Between the holidays and a stack of papers I still haven’t finished grading, I’ve missed some items I need to go back for, such as Tim Rutten and Russell Baker on the distorting effect of affluence on news coverage.
Here’s Rutten:
To the extent any bias is generally operative in the news media today, it is the middle-class quietism that the majority of reporters and editors share with other Americans. They are the suburban voters who now cast the majority of ballots in our presidential elections — mildly libertarian on social issues, mildly conservative on fiscal matters, preoccupied with issues of personal and financial security.
He goes on to quote at length from Baker’s response to a letter to the New York Review of Books:
…something more fundamental than household economics may be reshaping journalistic attitudes toward public issues. Today’s top-drawer Washington newspeople are part of a highly educated, upper-middle-class elite; they belong to the culture for which the American political system works exceedingly well. Which is to say, they are, in the pure sense of the word, extremely conservative.
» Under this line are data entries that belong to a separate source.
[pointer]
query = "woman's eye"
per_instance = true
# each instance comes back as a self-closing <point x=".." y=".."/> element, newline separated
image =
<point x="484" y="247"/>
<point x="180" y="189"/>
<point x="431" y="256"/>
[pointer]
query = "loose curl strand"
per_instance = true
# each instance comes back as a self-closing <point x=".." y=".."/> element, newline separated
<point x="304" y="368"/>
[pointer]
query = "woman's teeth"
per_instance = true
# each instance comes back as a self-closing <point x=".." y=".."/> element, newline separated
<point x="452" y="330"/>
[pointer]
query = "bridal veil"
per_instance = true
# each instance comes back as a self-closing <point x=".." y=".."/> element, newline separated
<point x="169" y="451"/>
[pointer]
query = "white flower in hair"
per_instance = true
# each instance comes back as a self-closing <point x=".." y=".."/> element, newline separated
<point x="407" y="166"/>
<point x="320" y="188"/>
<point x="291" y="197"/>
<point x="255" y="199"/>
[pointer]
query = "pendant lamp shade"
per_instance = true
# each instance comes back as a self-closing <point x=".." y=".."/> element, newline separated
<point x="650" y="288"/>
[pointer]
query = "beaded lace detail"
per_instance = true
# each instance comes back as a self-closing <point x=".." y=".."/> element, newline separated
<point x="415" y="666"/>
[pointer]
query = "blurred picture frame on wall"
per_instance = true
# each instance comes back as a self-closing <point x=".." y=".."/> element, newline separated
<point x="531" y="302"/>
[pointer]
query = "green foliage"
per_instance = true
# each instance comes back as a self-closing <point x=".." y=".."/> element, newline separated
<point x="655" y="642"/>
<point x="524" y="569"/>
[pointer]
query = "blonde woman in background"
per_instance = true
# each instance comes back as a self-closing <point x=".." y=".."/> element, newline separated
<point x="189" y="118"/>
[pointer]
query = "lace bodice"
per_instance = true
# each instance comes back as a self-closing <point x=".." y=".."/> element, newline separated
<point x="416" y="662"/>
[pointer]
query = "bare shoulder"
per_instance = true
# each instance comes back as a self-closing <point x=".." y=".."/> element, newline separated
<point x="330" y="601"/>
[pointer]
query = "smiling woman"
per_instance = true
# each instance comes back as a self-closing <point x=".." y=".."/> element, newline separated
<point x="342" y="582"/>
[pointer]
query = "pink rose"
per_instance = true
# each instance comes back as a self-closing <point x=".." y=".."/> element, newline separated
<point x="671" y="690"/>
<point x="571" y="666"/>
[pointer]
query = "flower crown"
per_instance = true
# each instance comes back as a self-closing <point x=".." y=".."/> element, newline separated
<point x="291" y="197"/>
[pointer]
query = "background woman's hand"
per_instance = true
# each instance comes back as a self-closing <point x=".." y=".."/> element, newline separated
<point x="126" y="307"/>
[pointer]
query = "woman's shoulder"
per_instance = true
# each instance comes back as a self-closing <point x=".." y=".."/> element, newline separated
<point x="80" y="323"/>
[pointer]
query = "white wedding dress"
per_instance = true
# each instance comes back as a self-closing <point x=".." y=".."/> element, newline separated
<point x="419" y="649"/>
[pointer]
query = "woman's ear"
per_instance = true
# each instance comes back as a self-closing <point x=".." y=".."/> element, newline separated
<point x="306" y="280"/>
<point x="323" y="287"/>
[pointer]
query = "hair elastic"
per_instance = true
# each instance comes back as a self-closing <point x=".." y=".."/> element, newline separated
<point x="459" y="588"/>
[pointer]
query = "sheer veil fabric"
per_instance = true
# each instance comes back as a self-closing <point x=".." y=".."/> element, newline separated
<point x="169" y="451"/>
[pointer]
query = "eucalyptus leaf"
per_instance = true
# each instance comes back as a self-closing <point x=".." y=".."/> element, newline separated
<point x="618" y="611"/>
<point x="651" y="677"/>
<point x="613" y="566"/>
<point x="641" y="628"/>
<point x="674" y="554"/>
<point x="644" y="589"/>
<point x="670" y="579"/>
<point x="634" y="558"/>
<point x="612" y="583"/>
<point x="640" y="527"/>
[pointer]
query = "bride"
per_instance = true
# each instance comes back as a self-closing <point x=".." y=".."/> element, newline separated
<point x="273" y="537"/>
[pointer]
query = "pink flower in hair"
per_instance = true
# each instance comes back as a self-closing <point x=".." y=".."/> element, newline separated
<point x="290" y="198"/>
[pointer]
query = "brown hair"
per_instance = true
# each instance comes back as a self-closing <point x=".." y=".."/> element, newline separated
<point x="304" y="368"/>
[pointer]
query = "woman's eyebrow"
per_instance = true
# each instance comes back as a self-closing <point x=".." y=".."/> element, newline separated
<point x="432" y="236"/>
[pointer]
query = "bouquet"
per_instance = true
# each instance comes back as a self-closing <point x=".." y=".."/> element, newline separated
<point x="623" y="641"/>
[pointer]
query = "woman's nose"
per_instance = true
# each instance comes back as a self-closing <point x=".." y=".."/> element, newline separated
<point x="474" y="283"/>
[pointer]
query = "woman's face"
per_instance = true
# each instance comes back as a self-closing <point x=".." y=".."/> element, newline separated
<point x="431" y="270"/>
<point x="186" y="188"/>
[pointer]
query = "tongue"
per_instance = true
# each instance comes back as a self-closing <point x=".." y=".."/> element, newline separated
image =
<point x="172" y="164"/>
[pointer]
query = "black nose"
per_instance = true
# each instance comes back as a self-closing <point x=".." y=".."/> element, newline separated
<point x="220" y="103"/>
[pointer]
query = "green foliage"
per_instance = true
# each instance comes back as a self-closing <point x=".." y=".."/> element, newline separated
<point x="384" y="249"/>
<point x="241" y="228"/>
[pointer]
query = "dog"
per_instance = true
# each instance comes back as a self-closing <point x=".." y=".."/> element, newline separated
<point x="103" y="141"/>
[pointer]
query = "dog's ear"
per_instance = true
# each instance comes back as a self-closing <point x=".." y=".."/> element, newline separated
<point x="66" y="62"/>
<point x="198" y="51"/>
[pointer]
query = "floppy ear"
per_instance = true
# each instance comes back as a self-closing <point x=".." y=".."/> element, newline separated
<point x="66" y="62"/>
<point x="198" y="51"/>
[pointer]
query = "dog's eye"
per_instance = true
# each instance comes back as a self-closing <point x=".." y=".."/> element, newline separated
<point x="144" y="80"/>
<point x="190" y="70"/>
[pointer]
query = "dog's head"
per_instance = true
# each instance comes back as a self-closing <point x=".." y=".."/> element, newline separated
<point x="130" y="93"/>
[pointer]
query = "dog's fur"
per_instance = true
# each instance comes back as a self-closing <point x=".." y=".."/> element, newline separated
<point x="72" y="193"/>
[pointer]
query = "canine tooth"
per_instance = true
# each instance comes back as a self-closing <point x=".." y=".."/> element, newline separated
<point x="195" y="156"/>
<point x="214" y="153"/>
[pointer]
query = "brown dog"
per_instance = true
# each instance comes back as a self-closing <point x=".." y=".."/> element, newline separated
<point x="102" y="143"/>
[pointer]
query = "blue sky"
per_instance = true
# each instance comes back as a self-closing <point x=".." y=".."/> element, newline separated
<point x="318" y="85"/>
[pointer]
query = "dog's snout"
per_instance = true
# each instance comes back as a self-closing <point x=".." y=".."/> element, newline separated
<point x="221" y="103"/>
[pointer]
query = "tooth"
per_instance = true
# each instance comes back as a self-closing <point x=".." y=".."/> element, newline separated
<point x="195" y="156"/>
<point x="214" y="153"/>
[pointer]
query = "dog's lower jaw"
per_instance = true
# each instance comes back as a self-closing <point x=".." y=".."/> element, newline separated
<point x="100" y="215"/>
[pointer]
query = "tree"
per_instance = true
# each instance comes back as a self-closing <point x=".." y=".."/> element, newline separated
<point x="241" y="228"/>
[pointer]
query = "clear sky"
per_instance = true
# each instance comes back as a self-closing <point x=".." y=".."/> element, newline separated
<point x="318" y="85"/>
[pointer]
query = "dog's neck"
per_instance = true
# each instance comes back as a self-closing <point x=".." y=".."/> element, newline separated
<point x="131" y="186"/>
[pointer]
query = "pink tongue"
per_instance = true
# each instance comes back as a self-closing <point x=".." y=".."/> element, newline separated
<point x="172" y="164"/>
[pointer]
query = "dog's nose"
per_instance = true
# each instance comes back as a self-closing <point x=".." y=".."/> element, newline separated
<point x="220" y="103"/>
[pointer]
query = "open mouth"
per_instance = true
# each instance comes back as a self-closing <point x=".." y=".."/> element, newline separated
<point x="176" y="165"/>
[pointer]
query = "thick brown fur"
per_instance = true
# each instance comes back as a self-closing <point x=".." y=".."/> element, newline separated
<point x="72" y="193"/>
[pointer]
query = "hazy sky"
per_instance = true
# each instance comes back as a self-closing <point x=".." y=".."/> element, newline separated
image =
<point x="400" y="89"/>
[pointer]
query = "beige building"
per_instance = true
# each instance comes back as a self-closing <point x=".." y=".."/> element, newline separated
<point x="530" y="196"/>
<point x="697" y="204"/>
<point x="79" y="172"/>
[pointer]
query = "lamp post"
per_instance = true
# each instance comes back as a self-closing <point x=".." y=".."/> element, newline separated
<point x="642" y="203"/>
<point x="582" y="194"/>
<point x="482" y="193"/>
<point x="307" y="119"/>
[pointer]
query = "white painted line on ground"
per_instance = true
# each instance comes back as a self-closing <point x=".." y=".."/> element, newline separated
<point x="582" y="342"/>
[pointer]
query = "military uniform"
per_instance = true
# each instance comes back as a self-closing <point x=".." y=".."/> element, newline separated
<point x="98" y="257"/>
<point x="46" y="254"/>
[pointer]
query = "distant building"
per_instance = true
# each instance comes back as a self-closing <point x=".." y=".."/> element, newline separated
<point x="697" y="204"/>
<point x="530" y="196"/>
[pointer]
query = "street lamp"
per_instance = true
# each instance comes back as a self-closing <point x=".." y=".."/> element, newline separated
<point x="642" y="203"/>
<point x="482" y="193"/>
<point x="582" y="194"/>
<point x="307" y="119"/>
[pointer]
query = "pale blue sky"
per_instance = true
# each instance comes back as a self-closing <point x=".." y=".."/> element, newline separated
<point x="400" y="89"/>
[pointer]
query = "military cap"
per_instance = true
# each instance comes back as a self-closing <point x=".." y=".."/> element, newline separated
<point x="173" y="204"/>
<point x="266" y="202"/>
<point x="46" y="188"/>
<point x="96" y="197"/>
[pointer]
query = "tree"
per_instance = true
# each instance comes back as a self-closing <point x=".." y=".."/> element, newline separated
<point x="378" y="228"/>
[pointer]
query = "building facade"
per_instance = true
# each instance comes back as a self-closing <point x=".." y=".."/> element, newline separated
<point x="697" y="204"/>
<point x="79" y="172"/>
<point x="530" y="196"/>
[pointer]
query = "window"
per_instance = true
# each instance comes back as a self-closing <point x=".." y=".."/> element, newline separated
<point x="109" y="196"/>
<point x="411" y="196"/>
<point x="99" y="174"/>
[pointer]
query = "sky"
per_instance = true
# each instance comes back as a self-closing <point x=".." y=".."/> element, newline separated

Most probably passed childhood in economically sheltered times, came to adulthood in the years of plenty, went to good colleges where they developed conventionally progressive social consciences, and have now inherited the comforting benefits that sixty years of liberal government have created for the middle class.
This is not a background likely to produce angry reporters and aggressive editors. …
Baker goes on to say that these affluent journalists cannot be expected to write with real passion or understanding about something like America’s health care crisis, because that crisis does not affect them or anyone they know.
His argument came to mind as I read the wire reports on “Health Savings Accounts” that we ran in the paper I work for. HSAs are a new tax shelter that encourages those who can afford it to adopt higher-deductible health insurance. To take advantage of this new subsidy/benefit, one needs to have an extra $2,500 to $4,500 in disposable income lying about. Most Americans don’t have that kind of money, but most columnists and decision-making editors do. None of the articles we ran seemed to consider that the appeal of this program might be limited by the fact that so few can afford to take advantage of it.
As Rutten points out, this isn’t an example of bias, but of obliviousness. The problem is not the journalists’ affluence per se, but their failure to grasp that their affluence makes them exceptional. Articles written by and for the exceptionally affluent are irrelevant to the majority of their readers.
At the same time, of course, these same journalists are wringing their hands over their inability to reach “younger” readers. The trendy solution to this problem is to produce condescending, contentless free tabloids with lots of photos of last week’s hot entertainers. It never occurs to the publishers of these tabloids that this age demographic also comprises an economic demographic that their papers largely ignore.
My paper’s most recent Sunday real estate section features a typical story about what they consider a typical home. It costs $500,000. Articles like that alienate most 18-34-year-old readers.
They also alienate most 35-95-year-old readers.